From Memorial Day weekend until Labor Day, the park hosts programs on a variety of topics and interests for kids as well as adults. Get out of the camper and learn something new about archaeology, camping, hiking, and the nature and wildlife of Missouri. Join the celebration of the CCC Company 1743, explore the glades where you can find petroglyphs, and enjoy live animal shows where you can see some of the critters that live in the park. Most of these programs are at the amphitheater or interpretive center but some are held at various places in the park. Check with the park office for details.
The Big River is a favorite floating spot for residents as well as out-of-town visitors. There is a concrete ramp where you can launch your canoe, raft, or kayak or you can go upriver and put in anywhere you like and float down to where your RV is parked at the campsite. If you didn’t bring your floating device, you can rent one at the Thunderbird Lodge or buy one from the camp store. There is a watercraft shuttle service offered through the park for a small fee, so you don’t have to walk up or down the river. Just have them drop you off upriver and float down or start at the camp and they can pick you up downriver.
There is no reason not to get out of the rig and into the woods while you are at the park with the awesome trails they have. The 1000 Steps Trail by the Thunderbird Lodge is a rugged loop trail of just over a mile that dates back to the 1930s. This trek has 1000 stone steps, which is where it got its name. At the top of the trail you will find an overlook shelter where you can see an amazing view of the river and surrounding land. The 2.4-mile Opossum Track Trail takes you through the Washington State Park Hardwood Natural Area to the gazebo overlook with benches where you can take a break and enjoy the view. The longest hike is the Rockywood Trail, which is almost six miles. This is a rugged loop trail that has a camp about a third of the way in so you can stay the night if you like.

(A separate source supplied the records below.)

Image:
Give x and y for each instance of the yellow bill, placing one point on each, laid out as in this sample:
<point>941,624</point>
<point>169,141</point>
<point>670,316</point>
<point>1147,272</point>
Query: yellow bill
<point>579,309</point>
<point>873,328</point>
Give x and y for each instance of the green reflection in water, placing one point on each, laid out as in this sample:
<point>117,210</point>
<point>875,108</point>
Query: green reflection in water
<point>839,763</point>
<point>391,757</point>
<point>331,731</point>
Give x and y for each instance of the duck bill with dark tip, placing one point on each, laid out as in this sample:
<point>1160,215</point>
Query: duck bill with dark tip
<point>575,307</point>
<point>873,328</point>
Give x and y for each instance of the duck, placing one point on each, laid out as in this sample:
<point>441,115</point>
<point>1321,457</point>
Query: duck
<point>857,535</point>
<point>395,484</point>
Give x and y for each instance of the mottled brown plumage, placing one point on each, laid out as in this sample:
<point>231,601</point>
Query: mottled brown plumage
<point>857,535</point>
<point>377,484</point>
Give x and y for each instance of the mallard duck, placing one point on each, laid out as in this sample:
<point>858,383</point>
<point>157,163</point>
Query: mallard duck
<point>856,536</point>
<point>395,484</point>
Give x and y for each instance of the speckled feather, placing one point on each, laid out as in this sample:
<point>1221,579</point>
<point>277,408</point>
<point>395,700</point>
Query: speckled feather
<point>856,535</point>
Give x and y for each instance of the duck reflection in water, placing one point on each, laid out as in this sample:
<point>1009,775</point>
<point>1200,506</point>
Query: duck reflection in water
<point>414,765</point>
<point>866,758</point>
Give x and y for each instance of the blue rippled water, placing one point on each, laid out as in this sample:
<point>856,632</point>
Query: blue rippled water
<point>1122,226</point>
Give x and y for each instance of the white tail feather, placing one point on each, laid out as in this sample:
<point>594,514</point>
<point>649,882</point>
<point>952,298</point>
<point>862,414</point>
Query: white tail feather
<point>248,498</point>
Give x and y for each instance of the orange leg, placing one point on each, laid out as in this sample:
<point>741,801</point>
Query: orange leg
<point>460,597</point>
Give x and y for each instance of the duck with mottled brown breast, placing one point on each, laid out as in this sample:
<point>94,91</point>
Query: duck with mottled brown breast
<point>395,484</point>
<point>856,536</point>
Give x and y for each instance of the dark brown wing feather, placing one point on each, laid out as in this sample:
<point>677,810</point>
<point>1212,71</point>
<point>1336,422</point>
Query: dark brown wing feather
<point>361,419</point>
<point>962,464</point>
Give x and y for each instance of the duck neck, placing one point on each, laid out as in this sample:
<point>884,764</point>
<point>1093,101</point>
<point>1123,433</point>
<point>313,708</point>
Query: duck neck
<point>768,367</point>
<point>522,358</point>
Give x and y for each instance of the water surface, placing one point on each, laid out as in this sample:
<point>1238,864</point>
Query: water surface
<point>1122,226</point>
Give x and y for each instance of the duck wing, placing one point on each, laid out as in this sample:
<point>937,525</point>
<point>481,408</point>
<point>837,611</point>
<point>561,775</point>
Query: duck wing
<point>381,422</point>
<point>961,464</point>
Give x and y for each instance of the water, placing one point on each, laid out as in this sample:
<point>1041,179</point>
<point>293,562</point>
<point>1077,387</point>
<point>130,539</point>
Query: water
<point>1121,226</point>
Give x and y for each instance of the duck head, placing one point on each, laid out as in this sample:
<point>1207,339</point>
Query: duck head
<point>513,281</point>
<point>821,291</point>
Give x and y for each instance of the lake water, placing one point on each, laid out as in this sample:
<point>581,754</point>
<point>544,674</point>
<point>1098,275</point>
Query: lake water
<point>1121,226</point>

The Big River is a great place to fish no matter what time of the year it is because there is always something biting. Be sure to pack the fishing gear in the camper or trailer before you head to the park and bring a net because some of the fish are huge. For example, catfish are typically around 15 to 40 pounds and some of the bass have been up to 20 inches long. Some of the best bait to use include worms or cut bait for catfish and lures or jigs for bass, crappie, bluegill, and sunfish.
Gather your family and friends in the campervan and head to Washington State Park for a picnic. It does not have to be summertime to enjoy this fantastic park because they have two shelters you can use that are covered and protected from the elements. The larger one can hold up to 96 people while the smaller one holds about 84 people. Restrooms and water are available from April until November and there are BBQ grills and tables, but no electricity. If you just have a small group, you can enjoy any of the picnic areas around the park, which all have picnic tables and grills.